Rand Paul, Constitutional Pervert
..and he’s not the only one.
You can be forgiven for not knowing the name of Arunava Majumdar: he is a distinguished energy engineer who currently runs the Department of Energy’s Advanced Research Projects Agency – Energy (ARPA – E), and who until a few days ago was President Obama’s nominee (since last November) to become DOE’s new Undersecretary. It was a great appointment. By all accounts, Majumdar did a terrific job at ARPA – E. He even received the support of a few Republicans.
And Rand Paul decided to hold up the appointment. I have no idea why: maybe because Majumdar did not suitably genuflect at the shrine of Atlas Shrugged, or endorse Paul’s ridiculous theories about federal jurisdiction, or perhaps — as Dan noted the other day — because confirming any nominee to Energy would undercut the growing conservative effort to kill renewable energy. Seeing that the nomination was going nowhere, Majumdar withdrew and resigned from his ARPA – E post, saying he wanted to return to the Lawrence Berkeley Laboratory to spend more time with his family (a desire that somehow did not occur six months ago).
It’s possible that this was just a “hold”, which is another way of saying that a senator will gum up the works of the Senate, preventing it for a whole week from acting on anything. But I doubt it: reports indicate that it was going to be filibustered by Republicans, probably because Majumdar actually did a good job. This is a real hit: Majumdar’s departure is a “real kick in the stomach,” said former Rep. Bart Gordon, who as Chair of the House Science Committee helped create ARPA – E.

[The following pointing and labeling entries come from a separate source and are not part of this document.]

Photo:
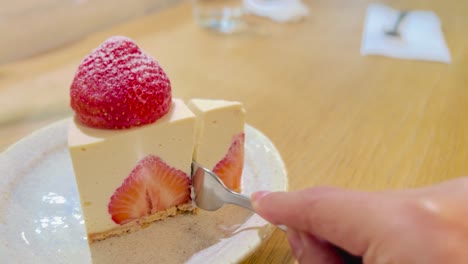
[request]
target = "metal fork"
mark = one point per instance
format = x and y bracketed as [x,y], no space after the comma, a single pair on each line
[211,194]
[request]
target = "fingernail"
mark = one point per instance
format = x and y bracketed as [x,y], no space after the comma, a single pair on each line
[257,196]
[296,242]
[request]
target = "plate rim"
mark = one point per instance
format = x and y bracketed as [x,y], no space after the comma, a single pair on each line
[14,150]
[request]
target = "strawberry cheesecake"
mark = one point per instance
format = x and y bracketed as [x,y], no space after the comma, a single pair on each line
[219,137]
[132,144]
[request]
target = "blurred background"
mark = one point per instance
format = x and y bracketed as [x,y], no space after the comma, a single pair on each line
[29,27]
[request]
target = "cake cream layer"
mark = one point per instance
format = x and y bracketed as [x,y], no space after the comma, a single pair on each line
[217,122]
[102,159]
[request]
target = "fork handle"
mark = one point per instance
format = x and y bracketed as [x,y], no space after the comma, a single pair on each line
[244,201]
[240,200]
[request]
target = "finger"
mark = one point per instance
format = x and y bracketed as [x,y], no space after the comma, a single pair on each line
[343,217]
[308,249]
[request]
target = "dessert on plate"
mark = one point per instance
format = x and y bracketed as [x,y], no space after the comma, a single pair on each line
[132,144]
[219,144]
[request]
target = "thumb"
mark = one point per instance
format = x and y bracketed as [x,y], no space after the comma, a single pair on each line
[342,217]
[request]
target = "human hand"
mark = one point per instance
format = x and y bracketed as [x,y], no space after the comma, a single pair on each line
[425,225]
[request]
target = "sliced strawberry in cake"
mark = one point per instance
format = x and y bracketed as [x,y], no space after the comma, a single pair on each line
[152,187]
[229,169]
[220,138]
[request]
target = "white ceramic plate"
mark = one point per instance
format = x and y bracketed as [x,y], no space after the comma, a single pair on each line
[41,220]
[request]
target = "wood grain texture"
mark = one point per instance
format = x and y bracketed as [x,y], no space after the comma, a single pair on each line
[338,118]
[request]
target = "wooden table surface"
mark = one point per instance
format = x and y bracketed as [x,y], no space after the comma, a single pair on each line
[337,118]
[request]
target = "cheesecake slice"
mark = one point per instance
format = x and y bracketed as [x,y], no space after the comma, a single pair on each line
[129,178]
[219,138]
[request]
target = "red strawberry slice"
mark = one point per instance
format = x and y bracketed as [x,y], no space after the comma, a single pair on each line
[152,186]
[229,169]
[118,86]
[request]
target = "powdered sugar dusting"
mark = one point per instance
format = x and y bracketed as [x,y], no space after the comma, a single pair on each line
[119,86]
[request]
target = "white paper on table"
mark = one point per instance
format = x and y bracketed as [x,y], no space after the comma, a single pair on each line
[421,35]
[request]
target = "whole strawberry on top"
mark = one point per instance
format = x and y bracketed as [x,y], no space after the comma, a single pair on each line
[118,86]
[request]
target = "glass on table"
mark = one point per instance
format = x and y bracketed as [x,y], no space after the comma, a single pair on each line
[225,16]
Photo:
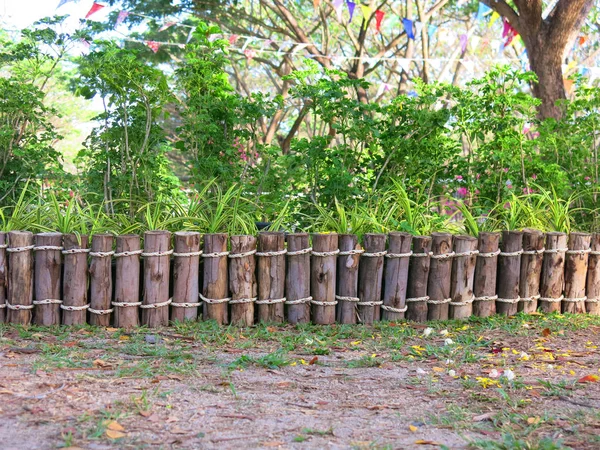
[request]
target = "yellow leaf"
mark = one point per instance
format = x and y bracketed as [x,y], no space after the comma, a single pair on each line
[115,434]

And this is why Paul, and the entire GOP caucus, are really constitutional perverts. It’s one thing to say that the Senate must give its advice and consent to executive branch appointments: it’s quite another to say that a minority of the Senate can block those appointments after the entire Congress has created a government branch and told the President to execute the laws. The President has the constitutional obligation to “take care” to see to it that the laws are faithfully executed: allowing filibusters of executive branch nominations subverts that obligation.
This should not be confused with the Republicans’ effort a few years ago to promote the “nuclear option” on judicial appointments. For judicial appointments, considerations are different. Judges’ life tenure is obviously one, but more importantly, it does not necessarily impinge on the the President’s constitutional obligations to execute the law for the Senate to block judicial appointments.
It’s premature to say that filibusters of executive branch appointments are unconstitutional: Article I, Section 5 of the Constitution gives each House of Congress the right to make its own rules, and the Senate’s Rule XXII allows for filibusters. Instead, it is better to use a canon of construction for appointable positions: any statute creating an executive branch appointment should be presumed to call for majority rule on appointments unless it explicitly says otherwise. If a Senate majority wishes to confirm someone, the Senate Majority Leader should ask the Presiding Officer for an opinion on the governing statute. Without any explicit language alowing for a filibuster, the statute should be read as calling for an up-or-down vote.
Over the long haul, this will allow for more Congressional input, because if these types of roadblocks continue, Presidents will simply make greater and greater use of recess appointments and circumvent Congress altogether.
As the nation’s political parties become more polarized — a trend that can almost exclusively be laid at the doorstep of the Republican Party — breaking through the executive branch appointment logjam is necessary. As Time’s Fareed Zakaria has noted,
This polarization has resulted in paralysis. More than two years into the Obama Administration, hundreds of key positions in government remain vacant for lack of Senate confirmation. The Treasury Department had to handle the global financial crisis, recession, bank stress tests and automaker bailouts, as well as its usual duties, with about a dozen of its senior positions—almost its entire top management—vacant. Senate rules have been used, abused and twisted to allow constant delay and blockage. The filibuster, historically employed about once a decade, is now a routine procedure that allows the minority to thwart the will of the majority. In 2009, Senate Republicans filibustered a stunning 80% of major legislation.
This is no way to run a country.
Whenever someone proposes reform of Senate procedure, a fair question to ask is: okay, but what if the show were on the other foot? What if you were in the minority? Wouldn’t you want a filibuster then? My answer is unequivocal: no. If a Republican (really) wins the Presidency, then he has a right to fill his administration without being blocked by an unrepresentative minority.
As Henry Adams noted in his autobiography, “The true test of a reforming President is to return the Senate to decency.” More than a hundred years later, that is still the task.